Тридцать первого декабря 1962 года из каждого дома на территории жилого городка воинской часта, расположенного близ Ленинграда, неслись звуки музыки, веселые голоса — люди праздновали наступление Нового, 1963 года. После того как отзвучали куранты, добрые соседи пошли поздравлять друг друга с кусками пирогов и бокалами шампанского на тарелочках. Супружеская чета Ивановых постучала в двери квартиры, граничащей с их собственной, — там жили мать и дочь Шаныгины.
На стук никто не ответил; Ивановы прислушались — в квартире было тихо, ни смеха, ни музыки… Мария Тихоновна и Павел Иванович переглянулись. Где же хозяева? Они точно знали, что к Зинаиде Матвеевне на каникулы приехала дочка, студентка-первокурсница Техникума химической промышленности. Девочка скромная, работящая, очень хозяйственная, рано привыкшая к домашнему труду, самостоятельная; кавалеров в военном городке не имела; куда же она могла уйти в новогоднюю ночь?
Павел Иванович нерешительно толкнул входную дверь, она оказалась незапертой. Супруги заглянули в квартиру, тишина, но на кухне, кажется, горит свет.

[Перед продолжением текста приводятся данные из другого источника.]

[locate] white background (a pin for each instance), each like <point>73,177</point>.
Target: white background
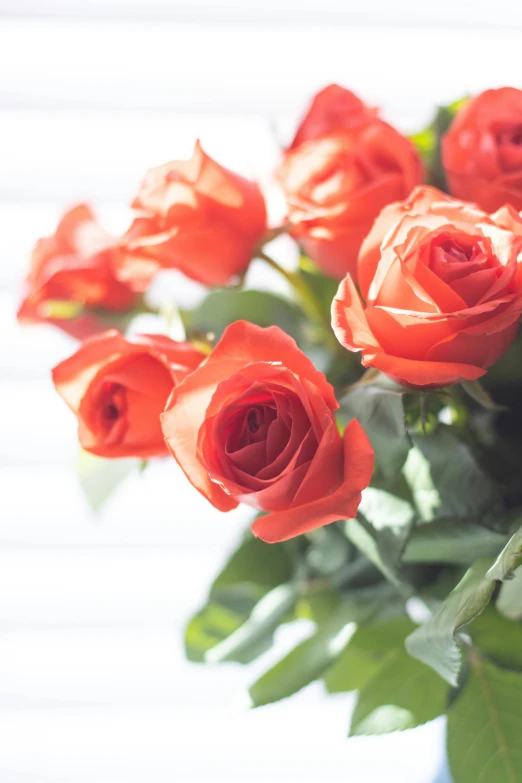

Ивановы вошли к соседям. Неужели никого?
Мария Тихоновна прошла в кухню — и растерялась: за ненакрытым столом в одиночестве сидела Галя Шаныгина. Опершись подбородком на сложенные руки, она грустно смотрела в окно и даже не оглянулась на звук шагов.
— Галенька, что случилось? Где мама? Почему ты одна и не празднуешь?
Галина подняла голову. Она была бледна; одета не по-праздничному, в глазах — затаенная боль, добрым старикам даже стало не по себе.
— Мамы нет.
— Что значит «нет»? — не понял Павел Иванович. — Ушла куда-то?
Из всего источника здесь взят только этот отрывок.